Every feature can be abused in one or another way. Do you have an evidence that this is a widepread problem?

Not yet a widespread problem, but a serious security flaw, which should be solved before it becomes a widespread problem.

the {{click}} templates and ImageMap extension have the same 'problem'. It has always existed, it's just that it seems some nutjob has been using this a lot recently on wikipedia. en.wp has an editfilter for it at least.

Removing external links from images would break some things I suspect, but I have no idea of the exact impact.

steefy389 wrote:

Editfilter is a short term solution but I think this should be addressed in the long run (also for imagemaps).

Some links will be broken if this is changed, but as most page that are likely to be a link target are also availible via the interwiki map (https://meta.wikimedia.org/wiki/Interwiki_map), this shouldn't be much of an issue.

This feels like a WONTFIX to me.

External links on images are very handy for, say, download links, tools, links to other wiki sites, etc.

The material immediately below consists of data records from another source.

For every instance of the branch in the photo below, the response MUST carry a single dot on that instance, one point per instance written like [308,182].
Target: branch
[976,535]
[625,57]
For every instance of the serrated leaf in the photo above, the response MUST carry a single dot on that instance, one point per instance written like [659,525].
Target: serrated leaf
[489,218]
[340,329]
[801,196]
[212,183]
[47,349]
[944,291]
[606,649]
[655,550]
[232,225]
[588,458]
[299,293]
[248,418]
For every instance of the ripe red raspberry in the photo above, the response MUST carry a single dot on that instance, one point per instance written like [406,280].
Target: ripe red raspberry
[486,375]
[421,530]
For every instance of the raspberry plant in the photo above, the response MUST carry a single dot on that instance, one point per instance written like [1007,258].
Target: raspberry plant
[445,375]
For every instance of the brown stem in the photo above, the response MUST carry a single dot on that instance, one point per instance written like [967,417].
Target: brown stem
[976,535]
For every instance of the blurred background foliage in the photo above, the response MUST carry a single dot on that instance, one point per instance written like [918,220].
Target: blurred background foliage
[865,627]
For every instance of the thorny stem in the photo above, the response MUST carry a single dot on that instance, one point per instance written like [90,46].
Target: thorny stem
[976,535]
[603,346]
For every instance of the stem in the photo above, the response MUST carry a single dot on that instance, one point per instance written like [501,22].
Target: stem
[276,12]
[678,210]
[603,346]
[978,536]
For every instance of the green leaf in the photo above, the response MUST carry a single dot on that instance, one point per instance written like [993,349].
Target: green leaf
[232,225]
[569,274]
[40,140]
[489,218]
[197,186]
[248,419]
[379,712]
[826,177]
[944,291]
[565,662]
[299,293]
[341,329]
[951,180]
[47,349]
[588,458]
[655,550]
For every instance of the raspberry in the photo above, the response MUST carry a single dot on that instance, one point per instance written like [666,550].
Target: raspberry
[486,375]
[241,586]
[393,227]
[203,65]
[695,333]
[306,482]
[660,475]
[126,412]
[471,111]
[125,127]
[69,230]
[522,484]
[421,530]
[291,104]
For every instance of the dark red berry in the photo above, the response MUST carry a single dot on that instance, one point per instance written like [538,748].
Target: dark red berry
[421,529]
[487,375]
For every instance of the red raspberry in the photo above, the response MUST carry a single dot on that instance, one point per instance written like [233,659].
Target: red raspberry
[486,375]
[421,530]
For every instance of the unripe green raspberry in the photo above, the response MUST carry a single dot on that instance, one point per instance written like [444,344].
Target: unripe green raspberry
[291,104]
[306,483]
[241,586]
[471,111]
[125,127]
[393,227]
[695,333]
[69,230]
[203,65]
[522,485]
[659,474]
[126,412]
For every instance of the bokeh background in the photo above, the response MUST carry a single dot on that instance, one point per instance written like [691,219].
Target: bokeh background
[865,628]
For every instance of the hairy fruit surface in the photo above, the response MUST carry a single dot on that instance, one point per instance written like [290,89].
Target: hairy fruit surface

The problem here is not that much the external link on a picture, but the possibility to create a transparent overlay link.

Abuse of markup is always possible; that's why we have review and revert abilities.

What's at issue is not this feature, but ability to use a large portion of CSS to position things.

That's not likely to go away any time soon either, as all sorts of positioning hacks are used for maps and things legitimately.

a.d.bergi wrote:

This is obviosly WONTFIX, positioning is needed. We can't prevent people from generating overlays, or we would have to disable much css which breaks everything. Also, the problem is not specific to image links.

As far as we prevent xss attacks, there is no security issue. Malicous domains should get blacklisted, and both textual and image external links will respect that list.